310.2/5–2153: Telegram
The United States Representative at the United Nations (Lodge) to the Department of State
715. Re admission of new members: As Department aware, there appears to be strong feeling among UN members, particularly the small countries, that settlement of membership question is imperative. French, who have hitherto opposed any package deal on membership, have now indicated to us that they would favor such approach provided agreement could be reached with UK and US.
Proceedings thus far in special committee on membership indicate sentiment in favor of breaking deadlock. As indicated in Deptel 438, May 14, Egyptian suggestion that omnibus settlement is only practical solution would probably raise difficulties for US. British feel it may be difficult to keep committee from at least tacitly recognizing that a political accommodation among the big five is only way out of impasse. Looking forward to 8th GA, when Soviet package proposal doubtless will be reintroduced (with better prospects of adoption unless some other settlement is in sight), it might be helpful to us to take initiative with some sort of omnibus proposal of our own, although I have reached no firm conclusion as to what the precise nature of such a proposal should be.
I am generally in favor of trying, under the right circumstances, to find omnibus solution of this problem.
Our action in UN on this question should be consistent with broad lines of policy laid down by President in his April 16 speech which, while it did not refer to admissions question, did refer to a series of other specific matters, in order of priority, as tests of Soviet sincerity. In other words, while he is willing to meet Soviets half way, he wants evidence of their sincerity in regard to such matters Korea, Indochina, Austria and Germany before we start making substantial concessions to them. Admission of Soviet satellites to UN would be substantial concession for which there should be some very real quid pro quos.

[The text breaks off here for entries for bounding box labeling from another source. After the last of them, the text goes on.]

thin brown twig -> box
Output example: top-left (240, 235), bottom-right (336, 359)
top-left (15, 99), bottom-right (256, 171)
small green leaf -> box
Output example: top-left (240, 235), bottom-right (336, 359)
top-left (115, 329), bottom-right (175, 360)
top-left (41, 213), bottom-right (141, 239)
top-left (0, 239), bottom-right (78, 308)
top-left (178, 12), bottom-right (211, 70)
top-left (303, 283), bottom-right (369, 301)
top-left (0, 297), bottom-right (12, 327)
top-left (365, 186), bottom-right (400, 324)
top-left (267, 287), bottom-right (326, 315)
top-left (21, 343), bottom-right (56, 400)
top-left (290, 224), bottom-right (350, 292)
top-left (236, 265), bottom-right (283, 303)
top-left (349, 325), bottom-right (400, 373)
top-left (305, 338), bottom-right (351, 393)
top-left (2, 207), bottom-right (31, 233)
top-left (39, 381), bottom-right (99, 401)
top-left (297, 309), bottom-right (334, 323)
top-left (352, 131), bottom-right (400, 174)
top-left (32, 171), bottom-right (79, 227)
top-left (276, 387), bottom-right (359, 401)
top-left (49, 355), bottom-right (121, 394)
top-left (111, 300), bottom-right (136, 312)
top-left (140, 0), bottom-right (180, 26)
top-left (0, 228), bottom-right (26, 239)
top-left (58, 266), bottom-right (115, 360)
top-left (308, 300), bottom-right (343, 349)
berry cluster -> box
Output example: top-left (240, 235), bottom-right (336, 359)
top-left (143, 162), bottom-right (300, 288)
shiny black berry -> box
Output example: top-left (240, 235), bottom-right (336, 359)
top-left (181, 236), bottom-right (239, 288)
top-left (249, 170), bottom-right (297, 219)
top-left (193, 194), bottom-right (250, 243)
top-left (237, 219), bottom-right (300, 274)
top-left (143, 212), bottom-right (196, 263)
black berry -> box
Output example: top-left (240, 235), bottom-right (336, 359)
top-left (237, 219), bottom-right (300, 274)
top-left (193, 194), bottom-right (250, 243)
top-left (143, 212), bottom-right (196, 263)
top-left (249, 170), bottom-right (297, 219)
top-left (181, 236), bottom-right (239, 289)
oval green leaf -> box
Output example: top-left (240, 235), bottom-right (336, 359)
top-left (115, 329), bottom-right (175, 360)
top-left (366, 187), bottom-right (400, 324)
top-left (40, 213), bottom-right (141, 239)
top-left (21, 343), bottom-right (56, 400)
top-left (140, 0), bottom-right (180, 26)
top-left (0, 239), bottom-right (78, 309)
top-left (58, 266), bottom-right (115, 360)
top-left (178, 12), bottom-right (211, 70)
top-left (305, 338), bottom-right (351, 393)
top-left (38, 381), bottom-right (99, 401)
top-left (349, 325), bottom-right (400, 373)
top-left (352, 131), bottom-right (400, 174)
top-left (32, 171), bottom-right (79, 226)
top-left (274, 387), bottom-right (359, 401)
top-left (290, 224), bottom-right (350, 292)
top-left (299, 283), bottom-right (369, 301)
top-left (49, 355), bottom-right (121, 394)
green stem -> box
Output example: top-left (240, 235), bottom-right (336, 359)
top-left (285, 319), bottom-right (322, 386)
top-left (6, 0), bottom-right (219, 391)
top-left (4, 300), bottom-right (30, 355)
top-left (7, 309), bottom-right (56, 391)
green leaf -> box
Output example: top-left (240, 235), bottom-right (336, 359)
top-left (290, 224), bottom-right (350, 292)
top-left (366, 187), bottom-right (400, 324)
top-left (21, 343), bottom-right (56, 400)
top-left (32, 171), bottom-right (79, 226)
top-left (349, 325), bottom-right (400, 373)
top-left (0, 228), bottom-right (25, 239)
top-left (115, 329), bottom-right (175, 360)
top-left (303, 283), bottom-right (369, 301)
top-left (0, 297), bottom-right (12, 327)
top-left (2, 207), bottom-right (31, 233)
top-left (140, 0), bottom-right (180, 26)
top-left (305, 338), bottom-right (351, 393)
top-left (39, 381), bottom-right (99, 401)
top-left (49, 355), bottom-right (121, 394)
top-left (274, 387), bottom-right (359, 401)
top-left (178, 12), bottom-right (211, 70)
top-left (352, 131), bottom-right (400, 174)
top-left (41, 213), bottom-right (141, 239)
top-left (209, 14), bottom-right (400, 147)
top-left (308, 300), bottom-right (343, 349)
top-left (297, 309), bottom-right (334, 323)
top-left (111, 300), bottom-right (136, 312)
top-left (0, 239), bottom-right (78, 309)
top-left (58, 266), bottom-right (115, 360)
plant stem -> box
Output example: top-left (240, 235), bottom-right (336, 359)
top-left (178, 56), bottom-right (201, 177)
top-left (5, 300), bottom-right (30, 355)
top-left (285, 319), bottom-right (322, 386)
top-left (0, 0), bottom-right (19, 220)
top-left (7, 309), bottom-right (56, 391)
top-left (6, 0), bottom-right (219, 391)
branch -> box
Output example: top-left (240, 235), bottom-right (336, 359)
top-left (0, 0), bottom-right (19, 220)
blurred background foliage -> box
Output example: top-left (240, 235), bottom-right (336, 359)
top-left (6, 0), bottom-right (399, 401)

In addition to foregoing general considerations there are number of specific risks against which we must carefully protect ourselves:
- 1.
- There is likely to be, following armistice in Korea, a much stronger emotional and political drive for seating Communist China in UN than for admitting new members. While American public opinion might in due time become reconciled to admission of Soviet satellites to UN, particularly if such action followed clear evidence of Soviet sincerity in regard to matters mentioned in President’s speech, I do not anticipate that American public opinion within predictable future would countenance seating Communist China. Any action which we may support with regard to new members is bound to have effect on our position in UN with regard to Chinese representation [Page 959] and could conceivably seriously weaken our position in latter regard. This should be governing consideration.
- 2.
- As indicated, any political solution of membership question would have to be based on clear evidence that Soviet Union has demonstrated by deeds its will for peace. Moreover such solution would have to be based on evidence that satellite countries had demonstrated by their action (e.g., Cardinal Mindzenty, et cetera) that they would at least plausibly qualify under Article 4 of charter.
- 3.
- We should also insist on something better than two-to-one ratio in our favor in order to preserve at least our voting ratio on important questions in GA. Moreover, we should not lose sight of fact that nuisance value of each Soviet satellite in UN may offset positive advantage we derive from having our friends in UN.
- 4.
- Finally, we must face fact that unless we succeed in securing admission of all nations whose candidacies we support, there is every likelihood that the Soviets, having secured the admission of all their satellites, would veto such nations friendly to US as had not been initially admitted. In this connection Department will recall indications we have had from British that they have had in mind package deal which would leave out Japan, admission of Japan presumably to be used as quid pro quo for seating Communist China. This, I feel, would be quite inadmissible for us.
I feel that procedure outlined by Department for work of present admissions committee, which would prevent it from reaching firm conclusions, is entirely sound and I think we should insist, particularly with British but also with French and others, that this committee refrain from vitiating our bargaining power by attempting to make any specific recommendations at all, including a recommendation that a political settlement should be sought.